Monday, January 26, 2015

CHOOSING FROM MANY MEANINGS

I've argued in JOINED AT THE TRIP PT. 4 that the proper analysis of all literary stories, realistic or escapist, cannot be judged purely in terms of their ethical stance, which pertains to Jung's "principle of serious work," Thus, though Mitchell's GONE WITH THE WIND lacks the ethical gravitas of Faulkner's LIGHT IN AUGUST, the two bear kinship in terms of their imaginative power and mythic resonance.

By saying this, I did not dismiss all criteria of moral-ethical judgment from consideration, and I would have no problem in stating that LIGHT IN AUGUST is a novel that is morally superior to GONE WITH THE WIND in terms of how each story deals with the topic they have in common; the American South's relationship to its African-American underclass. At the same time, this ethical judgment is not an absolute one, but one grounded in perspectivism. I've framed the perspectivist argument with respect to ethics in the LET FREEDOM RIDE series, concluding with this observation from PART 4:


Ergo, pluralist freedom is the free will to choose-- even when one makes the wrong choice-- with the knowledge that *the wrong choice always has the potential to be the right choice in another set of circumstances.*

Perspectivism is often confused with relativism. A relativist would say of the American slave tradition that it was only wrong to those who were oppressed by slavery, or to those who had personal reasons for opposing it; slavery would not be wrong for those who made an institution of it.  In other words, relativism says simply that there is no single meaning in any ethical statement.

A perspectivist, however, asserts multiple meanings, as Nietzsche does in THE WILL TO POWER:

In so far as the word "knowledge" has any meaning, the world is knowable; but it is interpretable [emphasis in original] otherwise, it has no meaning behind it, but countless meanings.—"Perspectivism."

This emphasis on the many ways in which ethical meaning-statements are both multiple and "interpretable" offers some similarity with the modern notion of intersubjectivity, which I've defined elsewhere on this blog.

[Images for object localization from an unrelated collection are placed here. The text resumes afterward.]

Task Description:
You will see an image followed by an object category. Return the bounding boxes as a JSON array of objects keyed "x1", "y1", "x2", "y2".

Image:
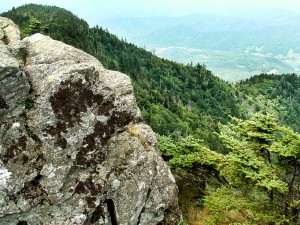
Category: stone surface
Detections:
[
  {"x1": 0, "y1": 16, "x2": 23, "y2": 56},
  {"x1": 0, "y1": 17, "x2": 181, "y2": 224},
  {"x1": 0, "y1": 17, "x2": 30, "y2": 122}
]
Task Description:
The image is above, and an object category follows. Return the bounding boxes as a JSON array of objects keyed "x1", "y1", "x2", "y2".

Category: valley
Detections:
[
  {"x1": 101, "y1": 12, "x2": 300, "y2": 81},
  {"x1": 154, "y1": 46, "x2": 299, "y2": 81}
]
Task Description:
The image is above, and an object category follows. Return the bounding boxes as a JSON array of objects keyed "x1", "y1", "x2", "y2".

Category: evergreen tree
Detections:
[
  {"x1": 160, "y1": 114, "x2": 300, "y2": 224},
  {"x1": 23, "y1": 16, "x2": 46, "y2": 36}
]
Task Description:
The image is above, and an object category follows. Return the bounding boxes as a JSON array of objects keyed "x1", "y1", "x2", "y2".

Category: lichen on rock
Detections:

But I'll return to my earlier statement that "the wrong choice always has the potential to be the right choice in another set of circumstances."  Obviously, if I validate Faulkner's view of the wrongness of the institution of slavery and its heritage, while I reject Mitchell's validation of same, I'm taking the not-at-all-risky position that American slavery was the wrong choice in the original historical set of circumstances. But in what "other set of circumstances" might an institution like slavery have been justified?

One set of conditions might be the use of slavery as a retaliation for past infractions, rather than the exploitation of a weaker opponent.  Historically slavery seems to originate as a process of taking booty during military conflicts. One tribe makes war upon another, and the winning tribe takes members of the losing tribe as chattel. If the winner is the original aggressor in the military action, then the taking of slaves would not be retaliatory in nature. However, if the original aggressor is the one who is overthrown, the taking of slaves would be defensible in that the winner may need to impress on the original aggressor-tribe the message "don't mess with us." Of course this rationale would be cold comfort if a given person were enslaved yet held no active responsibility for the aggression.  But at that level of cultural development, those are the breaks.

In recent times, the infamous "Charlie Hebdo" incident illustrates another instance of "multiple meanings."  For the magazine's editor-in-chief Stephane Charbonnier, the purpose of satirizing Muhammad-- a satire that included portraying the religious leader's appearance-- his purpose was to remove power from Muslim terrorists by rendering their religious extremism banal, saying that, "We have to carry on until Islam has been rendered as banal as Catholicism."

Obviously terrorists were not about to tolerate this strategic dismantling of their religiously cloaked ideology. Yet for many Muslims not involved in terrorism, they still regarded the satire as an insult to their religion, and some have come close to intimating that the cartoonists got what they asked for. It's likely that this defensiveness springs from a sense of cultural marginalization.

Now, whereas slavery-- whether racially based or not-- is rooted in economic exploitation, both of these positions are more in the nature of a "clash of cultural priorities."  I favor the notion that all forms of artistic expression deserve to be given complete freedom to tear down idols and ideologies, though naturally I have my own opinions as to what is or is not good satire.  I speculate that the proponents of "they asked for it" are not just defensive, they are culturally "on the defensive" and that their defense of the non-representation of Muhammad's image-- which I'm told is not unilaterally observed even in Muslim lands-- will not persevere in the face of advancing secularism.

Nevertheless, a perspectivist orientation might be able to appreciate the origins of the conflicting positions. Even though I can appreciate Charbonnier's ideology up to a point, I have my doubts that his project of banalizing any religion will yield the fullest understanding of the many meanings behind human culture.